According to Navigant Research, about 500 new microgrid projects have been deployed around the world in the last six months. A key reason for on-site generation and microgrids is that total annual cost of power interruptions to the U.S. economy is around $200 billion.

It is about being reliable and resilient, or quickly coming back from an outage. The biogas that Bloom uses to create electricity is also known as renewable natural gas. It is a substitute for fossil fuels in microgrids.

Bloom is working with Southern Company to power a biogas pilot at a landfill. The company says that its 50-kilowatt Bloom Energy Server began in February and is delivering renewable baseload power into the local grid. Ebay installed about five Bloom Boxes on its main campus. It says that it is now using 15% less electricity, saving it many thousands of dollars. Staples and WalMart are doing something similar with the fuel cell maker.

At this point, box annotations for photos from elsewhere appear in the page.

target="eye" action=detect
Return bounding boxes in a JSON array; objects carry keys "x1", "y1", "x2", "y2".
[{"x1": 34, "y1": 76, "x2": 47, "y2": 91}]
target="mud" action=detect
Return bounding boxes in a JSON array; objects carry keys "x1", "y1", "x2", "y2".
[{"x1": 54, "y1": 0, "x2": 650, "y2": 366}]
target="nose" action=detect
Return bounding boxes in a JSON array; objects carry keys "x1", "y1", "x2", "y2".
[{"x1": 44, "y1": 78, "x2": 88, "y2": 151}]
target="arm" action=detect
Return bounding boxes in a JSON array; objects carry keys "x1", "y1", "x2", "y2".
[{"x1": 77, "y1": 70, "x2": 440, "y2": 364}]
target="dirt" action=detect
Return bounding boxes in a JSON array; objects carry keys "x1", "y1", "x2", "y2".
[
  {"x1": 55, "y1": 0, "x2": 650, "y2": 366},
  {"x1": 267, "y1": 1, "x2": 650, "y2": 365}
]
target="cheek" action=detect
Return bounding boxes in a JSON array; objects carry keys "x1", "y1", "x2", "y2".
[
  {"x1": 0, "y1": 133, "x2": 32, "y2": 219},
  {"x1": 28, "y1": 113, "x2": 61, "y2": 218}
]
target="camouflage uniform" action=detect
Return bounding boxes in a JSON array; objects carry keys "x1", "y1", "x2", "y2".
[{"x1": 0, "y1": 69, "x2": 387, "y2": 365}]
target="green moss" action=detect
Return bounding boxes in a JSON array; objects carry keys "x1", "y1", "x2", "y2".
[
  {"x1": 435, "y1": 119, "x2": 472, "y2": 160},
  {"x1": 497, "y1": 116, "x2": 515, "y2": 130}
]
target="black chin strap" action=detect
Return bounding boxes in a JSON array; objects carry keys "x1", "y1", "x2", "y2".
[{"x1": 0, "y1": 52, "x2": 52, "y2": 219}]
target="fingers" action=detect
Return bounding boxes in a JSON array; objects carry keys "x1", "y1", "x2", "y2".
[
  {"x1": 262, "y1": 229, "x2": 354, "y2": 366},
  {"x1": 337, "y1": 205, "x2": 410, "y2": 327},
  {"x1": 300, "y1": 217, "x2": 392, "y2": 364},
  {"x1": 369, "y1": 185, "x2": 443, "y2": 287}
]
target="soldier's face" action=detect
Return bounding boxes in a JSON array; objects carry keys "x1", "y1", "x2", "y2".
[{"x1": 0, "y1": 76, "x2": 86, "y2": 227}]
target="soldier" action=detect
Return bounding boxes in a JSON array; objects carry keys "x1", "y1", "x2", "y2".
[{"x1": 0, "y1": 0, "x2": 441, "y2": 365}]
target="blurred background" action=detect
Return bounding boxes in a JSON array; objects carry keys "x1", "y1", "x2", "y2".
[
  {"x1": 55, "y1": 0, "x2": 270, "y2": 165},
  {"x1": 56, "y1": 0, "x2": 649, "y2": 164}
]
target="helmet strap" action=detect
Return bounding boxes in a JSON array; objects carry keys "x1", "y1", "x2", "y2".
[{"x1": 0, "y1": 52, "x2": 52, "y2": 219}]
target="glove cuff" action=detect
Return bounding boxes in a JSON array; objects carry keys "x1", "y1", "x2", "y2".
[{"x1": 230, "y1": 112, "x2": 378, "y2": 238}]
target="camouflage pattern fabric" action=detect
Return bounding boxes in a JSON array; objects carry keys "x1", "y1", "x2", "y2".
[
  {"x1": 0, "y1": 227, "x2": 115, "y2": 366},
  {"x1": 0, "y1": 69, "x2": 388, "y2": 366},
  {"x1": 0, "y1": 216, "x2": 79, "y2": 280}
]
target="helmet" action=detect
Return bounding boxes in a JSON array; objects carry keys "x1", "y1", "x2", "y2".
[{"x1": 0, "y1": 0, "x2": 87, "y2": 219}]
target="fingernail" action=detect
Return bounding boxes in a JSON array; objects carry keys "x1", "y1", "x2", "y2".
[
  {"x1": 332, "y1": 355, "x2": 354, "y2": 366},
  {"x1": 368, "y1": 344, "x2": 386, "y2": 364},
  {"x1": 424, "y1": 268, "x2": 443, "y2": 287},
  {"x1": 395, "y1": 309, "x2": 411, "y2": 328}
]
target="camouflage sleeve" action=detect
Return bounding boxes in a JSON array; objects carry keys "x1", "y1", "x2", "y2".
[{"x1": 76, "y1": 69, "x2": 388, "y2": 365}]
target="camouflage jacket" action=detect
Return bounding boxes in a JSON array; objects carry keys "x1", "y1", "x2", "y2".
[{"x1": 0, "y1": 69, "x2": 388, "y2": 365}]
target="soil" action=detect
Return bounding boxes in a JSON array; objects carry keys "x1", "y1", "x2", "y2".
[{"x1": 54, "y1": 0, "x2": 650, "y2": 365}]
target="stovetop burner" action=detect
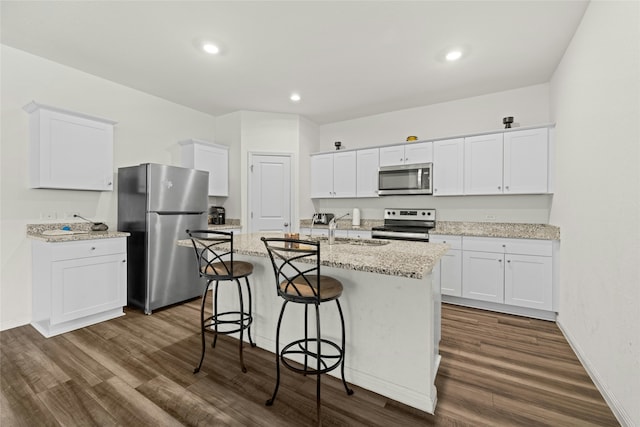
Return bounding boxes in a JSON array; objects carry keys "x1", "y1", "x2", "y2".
[{"x1": 371, "y1": 209, "x2": 436, "y2": 242}]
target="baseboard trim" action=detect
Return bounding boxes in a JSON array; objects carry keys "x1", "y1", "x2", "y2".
[{"x1": 556, "y1": 318, "x2": 634, "y2": 427}]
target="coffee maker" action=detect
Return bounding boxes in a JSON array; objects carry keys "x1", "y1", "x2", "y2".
[{"x1": 209, "y1": 206, "x2": 226, "y2": 225}]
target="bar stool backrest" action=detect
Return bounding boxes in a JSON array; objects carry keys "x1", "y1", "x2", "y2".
[
  {"x1": 261, "y1": 237, "x2": 322, "y2": 304},
  {"x1": 187, "y1": 230, "x2": 234, "y2": 280}
]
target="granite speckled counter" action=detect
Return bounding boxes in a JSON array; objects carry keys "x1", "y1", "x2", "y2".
[
  {"x1": 27, "y1": 222, "x2": 130, "y2": 243},
  {"x1": 429, "y1": 221, "x2": 560, "y2": 240},
  {"x1": 300, "y1": 219, "x2": 384, "y2": 230},
  {"x1": 179, "y1": 233, "x2": 449, "y2": 279}
]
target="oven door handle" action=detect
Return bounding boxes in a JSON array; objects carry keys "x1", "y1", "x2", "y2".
[{"x1": 371, "y1": 230, "x2": 429, "y2": 240}]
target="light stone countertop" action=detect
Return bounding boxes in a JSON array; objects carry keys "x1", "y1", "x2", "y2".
[
  {"x1": 429, "y1": 221, "x2": 560, "y2": 240},
  {"x1": 300, "y1": 218, "x2": 384, "y2": 230},
  {"x1": 178, "y1": 233, "x2": 449, "y2": 279},
  {"x1": 27, "y1": 222, "x2": 130, "y2": 243},
  {"x1": 300, "y1": 219, "x2": 560, "y2": 240}
]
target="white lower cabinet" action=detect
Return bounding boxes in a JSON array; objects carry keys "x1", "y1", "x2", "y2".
[
  {"x1": 462, "y1": 251, "x2": 504, "y2": 303},
  {"x1": 462, "y1": 237, "x2": 553, "y2": 311},
  {"x1": 436, "y1": 235, "x2": 555, "y2": 315},
  {"x1": 31, "y1": 237, "x2": 127, "y2": 337},
  {"x1": 504, "y1": 254, "x2": 553, "y2": 310},
  {"x1": 429, "y1": 235, "x2": 462, "y2": 297}
]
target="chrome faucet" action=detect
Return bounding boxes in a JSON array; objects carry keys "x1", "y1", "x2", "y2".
[{"x1": 329, "y1": 212, "x2": 349, "y2": 245}]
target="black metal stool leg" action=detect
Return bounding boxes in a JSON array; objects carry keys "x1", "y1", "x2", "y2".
[
  {"x1": 193, "y1": 281, "x2": 211, "y2": 374},
  {"x1": 244, "y1": 276, "x2": 256, "y2": 347},
  {"x1": 265, "y1": 301, "x2": 289, "y2": 406},
  {"x1": 315, "y1": 304, "x2": 322, "y2": 425},
  {"x1": 304, "y1": 304, "x2": 309, "y2": 377},
  {"x1": 336, "y1": 300, "x2": 353, "y2": 396},
  {"x1": 236, "y1": 279, "x2": 247, "y2": 373},
  {"x1": 211, "y1": 280, "x2": 220, "y2": 348}
]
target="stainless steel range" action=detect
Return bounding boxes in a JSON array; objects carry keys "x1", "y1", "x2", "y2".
[{"x1": 371, "y1": 209, "x2": 436, "y2": 242}]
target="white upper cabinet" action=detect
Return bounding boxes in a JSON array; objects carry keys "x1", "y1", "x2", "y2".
[
  {"x1": 433, "y1": 138, "x2": 464, "y2": 196},
  {"x1": 380, "y1": 142, "x2": 433, "y2": 166},
  {"x1": 311, "y1": 151, "x2": 356, "y2": 198},
  {"x1": 333, "y1": 151, "x2": 356, "y2": 197},
  {"x1": 311, "y1": 153, "x2": 333, "y2": 199},
  {"x1": 462, "y1": 133, "x2": 503, "y2": 194},
  {"x1": 178, "y1": 139, "x2": 229, "y2": 197},
  {"x1": 356, "y1": 148, "x2": 380, "y2": 197},
  {"x1": 504, "y1": 128, "x2": 549, "y2": 194},
  {"x1": 24, "y1": 102, "x2": 116, "y2": 191},
  {"x1": 462, "y1": 128, "x2": 549, "y2": 194}
]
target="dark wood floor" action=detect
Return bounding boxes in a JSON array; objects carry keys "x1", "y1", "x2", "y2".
[{"x1": 0, "y1": 301, "x2": 618, "y2": 427}]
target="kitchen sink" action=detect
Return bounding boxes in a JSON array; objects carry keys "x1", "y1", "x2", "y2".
[{"x1": 303, "y1": 236, "x2": 390, "y2": 246}]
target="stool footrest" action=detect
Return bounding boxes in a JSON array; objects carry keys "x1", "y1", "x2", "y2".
[{"x1": 280, "y1": 338, "x2": 344, "y2": 375}]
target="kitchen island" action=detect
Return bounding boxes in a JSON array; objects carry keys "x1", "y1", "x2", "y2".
[{"x1": 179, "y1": 233, "x2": 448, "y2": 413}]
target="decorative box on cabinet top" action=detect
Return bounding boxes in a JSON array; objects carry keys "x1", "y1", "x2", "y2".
[{"x1": 23, "y1": 101, "x2": 116, "y2": 191}]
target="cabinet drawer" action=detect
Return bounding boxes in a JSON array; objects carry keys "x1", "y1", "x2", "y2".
[
  {"x1": 429, "y1": 234, "x2": 462, "y2": 250},
  {"x1": 463, "y1": 237, "x2": 553, "y2": 256},
  {"x1": 462, "y1": 236, "x2": 507, "y2": 254},
  {"x1": 51, "y1": 237, "x2": 127, "y2": 261}
]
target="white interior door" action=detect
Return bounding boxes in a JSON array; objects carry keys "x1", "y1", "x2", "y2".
[{"x1": 248, "y1": 154, "x2": 293, "y2": 233}]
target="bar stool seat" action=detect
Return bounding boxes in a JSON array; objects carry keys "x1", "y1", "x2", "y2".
[{"x1": 187, "y1": 230, "x2": 256, "y2": 374}]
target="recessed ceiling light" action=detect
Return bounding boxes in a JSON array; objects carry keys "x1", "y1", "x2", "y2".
[
  {"x1": 202, "y1": 43, "x2": 220, "y2": 55},
  {"x1": 445, "y1": 50, "x2": 462, "y2": 61}
]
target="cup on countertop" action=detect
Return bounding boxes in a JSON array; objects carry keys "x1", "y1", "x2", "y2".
[{"x1": 284, "y1": 233, "x2": 300, "y2": 248}]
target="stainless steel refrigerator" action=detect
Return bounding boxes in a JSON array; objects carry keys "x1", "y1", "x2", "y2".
[{"x1": 118, "y1": 163, "x2": 209, "y2": 314}]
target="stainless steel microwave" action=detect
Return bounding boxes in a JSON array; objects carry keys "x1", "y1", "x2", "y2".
[{"x1": 378, "y1": 163, "x2": 433, "y2": 196}]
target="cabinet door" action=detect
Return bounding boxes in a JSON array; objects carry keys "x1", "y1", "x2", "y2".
[
  {"x1": 51, "y1": 253, "x2": 127, "y2": 324},
  {"x1": 333, "y1": 151, "x2": 356, "y2": 197},
  {"x1": 356, "y1": 148, "x2": 380, "y2": 197},
  {"x1": 311, "y1": 153, "x2": 333, "y2": 198},
  {"x1": 433, "y1": 138, "x2": 464, "y2": 196},
  {"x1": 440, "y1": 249, "x2": 462, "y2": 297},
  {"x1": 464, "y1": 133, "x2": 503, "y2": 194},
  {"x1": 462, "y1": 251, "x2": 504, "y2": 303},
  {"x1": 349, "y1": 230, "x2": 371, "y2": 239},
  {"x1": 504, "y1": 128, "x2": 549, "y2": 194},
  {"x1": 504, "y1": 254, "x2": 553, "y2": 311},
  {"x1": 380, "y1": 145, "x2": 404, "y2": 166},
  {"x1": 404, "y1": 142, "x2": 433, "y2": 164},
  {"x1": 194, "y1": 145, "x2": 229, "y2": 197},
  {"x1": 31, "y1": 110, "x2": 113, "y2": 191}
]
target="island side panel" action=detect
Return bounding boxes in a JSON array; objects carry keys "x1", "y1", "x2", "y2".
[{"x1": 230, "y1": 255, "x2": 440, "y2": 413}]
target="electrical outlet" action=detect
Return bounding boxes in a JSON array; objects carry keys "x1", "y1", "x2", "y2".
[{"x1": 40, "y1": 212, "x2": 58, "y2": 221}]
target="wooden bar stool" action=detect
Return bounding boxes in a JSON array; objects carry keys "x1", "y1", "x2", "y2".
[
  {"x1": 187, "y1": 230, "x2": 256, "y2": 374},
  {"x1": 261, "y1": 237, "x2": 353, "y2": 424}
]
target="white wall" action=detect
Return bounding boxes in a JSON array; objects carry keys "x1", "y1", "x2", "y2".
[
  {"x1": 0, "y1": 46, "x2": 215, "y2": 329},
  {"x1": 551, "y1": 1, "x2": 640, "y2": 426},
  {"x1": 216, "y1": 111, "x2": 308, "y2": 230},
  {"x1": 316, "y1": 84, "x2": 552, "y2": 224}
]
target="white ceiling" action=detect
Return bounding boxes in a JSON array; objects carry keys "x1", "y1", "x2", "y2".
[{"x1": 1, "y1": 0, "x2": 587, "y2": 124}]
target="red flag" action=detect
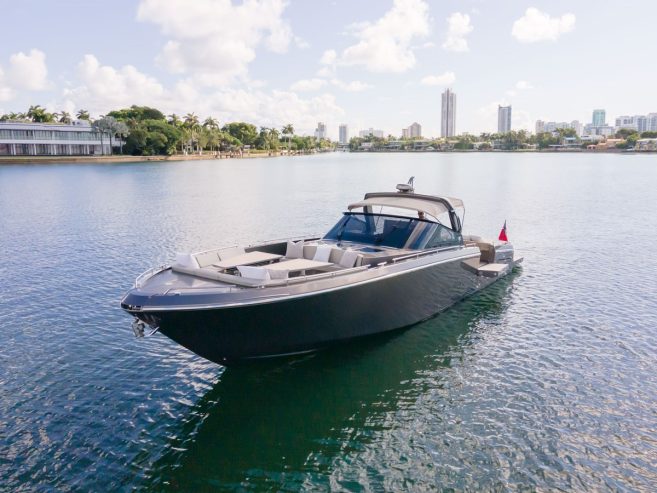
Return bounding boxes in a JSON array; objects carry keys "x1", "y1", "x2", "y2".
[{"x1": 499, "y1": 221, "x2": 509, "y2": 241}]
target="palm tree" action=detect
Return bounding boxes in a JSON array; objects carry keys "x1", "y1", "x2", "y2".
[
  {"x1": 59, "y1": 111, "x2": 72, "y2": 124},
  {"x1": 185, "y1": 113, "x2": 200, "y2": 129},
  {"x1": 168, "y1": 113, "x2": 182, "y2": 128},
  {"x1": 203, "y1": 116, "x2": 219, "y2": 130},
  {"x1": 283, "y1": 123, "x2": 294, "y2": 154},
  {"x1": 27, "y1": 104, "x2": 53, "y2": 123}
]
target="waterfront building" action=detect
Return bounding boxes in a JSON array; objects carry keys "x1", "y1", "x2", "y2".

Meantime, the city of Phoenix, Ariz. is taking raw biogas produced at its wastewater treatment plant and cleaning it before it is compressed and injected in natural gas pipelines. The city is converting an existing resource into energy that would otherwise get sent into the atmosphere and create greenhouse gas emissions. The conversion process has a cost associated with it, which means that renewable natural gas is more expensive than natural gas. But Bakas points out that using cleaner energy provides not only an environmental benefit but also an economic one, as the cost of the technology falls.